Ada satu kekurangan yang menurutku sedikit bertanya-tanya, mungkin terdengar sepele namun sebelum memulai cerita tiap bab penulis selalu menuliskan setting tempat cerita yaitu Yogyakarta beserta tahun kejadiannya. Meski penulis sudah secara gamblang menuliskan setting ceritanya tapi aku merasa penulis tidak memberikan unsur detail setting yang dimaksud dalam cerita. Misalnya dimana mereka berkuliah atau detail tempat harusnya bisa menunjukkan kalau mereka ada di Yogyakarta. Selama awal cerita hingga akhir aku jujur saja tidak menemukan hal itu.

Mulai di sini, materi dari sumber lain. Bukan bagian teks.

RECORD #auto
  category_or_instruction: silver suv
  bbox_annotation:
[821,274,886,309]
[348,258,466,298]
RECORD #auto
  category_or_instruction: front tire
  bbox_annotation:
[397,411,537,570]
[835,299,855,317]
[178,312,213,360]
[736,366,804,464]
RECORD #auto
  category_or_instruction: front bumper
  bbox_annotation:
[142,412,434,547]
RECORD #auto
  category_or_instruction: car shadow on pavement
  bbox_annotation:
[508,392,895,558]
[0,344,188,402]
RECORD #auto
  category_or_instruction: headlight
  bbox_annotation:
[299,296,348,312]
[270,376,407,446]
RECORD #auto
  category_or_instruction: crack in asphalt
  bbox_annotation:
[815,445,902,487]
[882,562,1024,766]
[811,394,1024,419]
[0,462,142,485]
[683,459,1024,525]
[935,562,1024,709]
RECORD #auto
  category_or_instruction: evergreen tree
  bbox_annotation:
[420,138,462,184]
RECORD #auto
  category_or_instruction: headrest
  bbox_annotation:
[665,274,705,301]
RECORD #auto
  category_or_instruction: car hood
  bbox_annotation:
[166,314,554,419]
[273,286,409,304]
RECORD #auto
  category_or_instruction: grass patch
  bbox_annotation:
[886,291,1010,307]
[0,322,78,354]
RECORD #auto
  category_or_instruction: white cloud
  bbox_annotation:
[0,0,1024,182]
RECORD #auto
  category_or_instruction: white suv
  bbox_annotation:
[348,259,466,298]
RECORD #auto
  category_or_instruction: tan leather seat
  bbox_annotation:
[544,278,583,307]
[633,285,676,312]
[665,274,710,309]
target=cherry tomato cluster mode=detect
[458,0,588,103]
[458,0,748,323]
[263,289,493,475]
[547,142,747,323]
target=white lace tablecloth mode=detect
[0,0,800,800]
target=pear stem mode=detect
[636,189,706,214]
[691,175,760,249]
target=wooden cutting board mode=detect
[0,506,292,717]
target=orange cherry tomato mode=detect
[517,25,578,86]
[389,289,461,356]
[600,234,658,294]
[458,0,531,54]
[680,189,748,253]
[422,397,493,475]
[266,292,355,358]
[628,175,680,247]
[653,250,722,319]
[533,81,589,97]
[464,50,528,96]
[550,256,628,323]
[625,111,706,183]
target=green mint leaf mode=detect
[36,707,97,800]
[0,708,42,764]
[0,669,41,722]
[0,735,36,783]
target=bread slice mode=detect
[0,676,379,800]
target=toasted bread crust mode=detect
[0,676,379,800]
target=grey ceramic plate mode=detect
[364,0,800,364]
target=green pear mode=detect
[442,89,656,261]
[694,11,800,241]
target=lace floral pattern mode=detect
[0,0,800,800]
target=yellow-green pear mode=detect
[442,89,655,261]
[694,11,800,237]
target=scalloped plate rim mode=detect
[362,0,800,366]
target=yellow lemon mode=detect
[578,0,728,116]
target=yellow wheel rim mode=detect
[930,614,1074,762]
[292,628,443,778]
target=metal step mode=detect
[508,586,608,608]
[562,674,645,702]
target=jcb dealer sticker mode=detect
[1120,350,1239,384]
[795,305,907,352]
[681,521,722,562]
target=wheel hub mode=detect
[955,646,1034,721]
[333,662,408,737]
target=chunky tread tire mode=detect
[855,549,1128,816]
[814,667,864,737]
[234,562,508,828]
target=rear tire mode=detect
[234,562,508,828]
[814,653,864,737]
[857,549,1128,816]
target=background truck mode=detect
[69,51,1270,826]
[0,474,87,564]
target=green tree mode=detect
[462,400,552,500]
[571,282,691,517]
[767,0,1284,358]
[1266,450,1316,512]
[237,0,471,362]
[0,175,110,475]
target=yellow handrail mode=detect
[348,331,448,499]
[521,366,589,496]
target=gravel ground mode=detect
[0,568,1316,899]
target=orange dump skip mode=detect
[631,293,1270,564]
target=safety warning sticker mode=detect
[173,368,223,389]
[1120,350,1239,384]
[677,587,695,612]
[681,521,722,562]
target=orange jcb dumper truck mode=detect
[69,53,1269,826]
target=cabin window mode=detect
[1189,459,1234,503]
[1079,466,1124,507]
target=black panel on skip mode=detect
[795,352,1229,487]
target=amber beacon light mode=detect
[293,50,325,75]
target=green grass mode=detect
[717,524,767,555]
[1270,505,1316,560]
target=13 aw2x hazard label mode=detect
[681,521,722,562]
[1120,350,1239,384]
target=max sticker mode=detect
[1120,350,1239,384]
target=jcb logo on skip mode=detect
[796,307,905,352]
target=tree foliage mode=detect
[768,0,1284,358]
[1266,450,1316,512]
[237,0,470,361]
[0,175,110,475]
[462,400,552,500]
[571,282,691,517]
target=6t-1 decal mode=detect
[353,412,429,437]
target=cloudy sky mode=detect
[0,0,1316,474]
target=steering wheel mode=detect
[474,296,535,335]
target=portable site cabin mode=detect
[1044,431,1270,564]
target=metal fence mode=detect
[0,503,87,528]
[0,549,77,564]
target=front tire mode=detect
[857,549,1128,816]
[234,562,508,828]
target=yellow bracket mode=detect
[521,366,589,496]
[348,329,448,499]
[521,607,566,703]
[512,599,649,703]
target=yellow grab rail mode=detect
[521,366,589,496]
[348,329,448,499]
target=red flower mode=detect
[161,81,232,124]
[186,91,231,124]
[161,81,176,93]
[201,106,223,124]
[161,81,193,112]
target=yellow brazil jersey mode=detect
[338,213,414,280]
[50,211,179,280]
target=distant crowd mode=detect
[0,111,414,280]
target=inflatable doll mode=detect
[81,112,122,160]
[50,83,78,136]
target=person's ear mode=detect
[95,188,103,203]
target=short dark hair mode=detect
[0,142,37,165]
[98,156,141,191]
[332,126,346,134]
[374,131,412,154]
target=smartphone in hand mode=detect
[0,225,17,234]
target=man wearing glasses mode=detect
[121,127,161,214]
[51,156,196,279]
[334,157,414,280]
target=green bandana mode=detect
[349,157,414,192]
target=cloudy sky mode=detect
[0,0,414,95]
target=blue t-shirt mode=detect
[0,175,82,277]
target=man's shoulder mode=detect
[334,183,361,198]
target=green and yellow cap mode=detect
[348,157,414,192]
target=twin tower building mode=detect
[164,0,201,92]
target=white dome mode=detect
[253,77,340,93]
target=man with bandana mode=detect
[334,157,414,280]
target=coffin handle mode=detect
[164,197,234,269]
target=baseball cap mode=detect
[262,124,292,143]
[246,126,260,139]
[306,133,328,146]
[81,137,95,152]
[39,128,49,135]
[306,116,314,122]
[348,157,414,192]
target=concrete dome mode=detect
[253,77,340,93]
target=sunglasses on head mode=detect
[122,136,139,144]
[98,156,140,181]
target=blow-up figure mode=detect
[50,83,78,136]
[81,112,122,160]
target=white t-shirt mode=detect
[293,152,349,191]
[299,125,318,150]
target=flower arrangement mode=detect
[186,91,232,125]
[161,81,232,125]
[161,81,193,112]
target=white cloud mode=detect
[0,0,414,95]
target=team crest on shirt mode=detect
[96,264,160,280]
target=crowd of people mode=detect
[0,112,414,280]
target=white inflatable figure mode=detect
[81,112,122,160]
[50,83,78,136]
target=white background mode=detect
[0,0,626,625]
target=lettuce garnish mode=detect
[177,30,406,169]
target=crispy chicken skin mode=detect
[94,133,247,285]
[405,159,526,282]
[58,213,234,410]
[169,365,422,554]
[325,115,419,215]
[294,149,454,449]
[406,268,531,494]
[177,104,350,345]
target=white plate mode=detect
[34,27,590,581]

Sebenarnya tidak terlalu mengganggu hanya saja lebih baik penulis bisa memberikan detail latar dan tempatnya walau cuma sedikit, apalagi untuk orang yang tidak tinggal di kota tempat setting diceritakan.
Akhir kata 4,5/5 bintang untuk Represi.
Saya ingin mengucapkan terima kasih kepada penulis Represi karena sudah membuat cerita dengan tema depresi ini. Karena membacanya sudah membuatku merasa ikut larut dalam kondisi yang dialami dan sekaligus menjadi terapi untuk diriku sendiri. Terima kasih dan ditunggu karya selanjutnya.
Review nya bagus kakak, membuat orang lain ingin membaca tanpa harus kamu berikan bocoran cerita hanya quotes yang bener2 pas untuk deskripsi review kamu sendiri. Good job kakak
BalasHapusHello kaka, apakabar? Sehat-sehat selalu ya. Saya boleh bertanya apakah novel represinya masih ada?
BalasHapusMohon maaf, ini siapa yah? Maaf takutnya saya lupa. Novel Represinya sedang dipinjam sama teman untuk saat ini :) Terima kasih sudah mampir ke sini.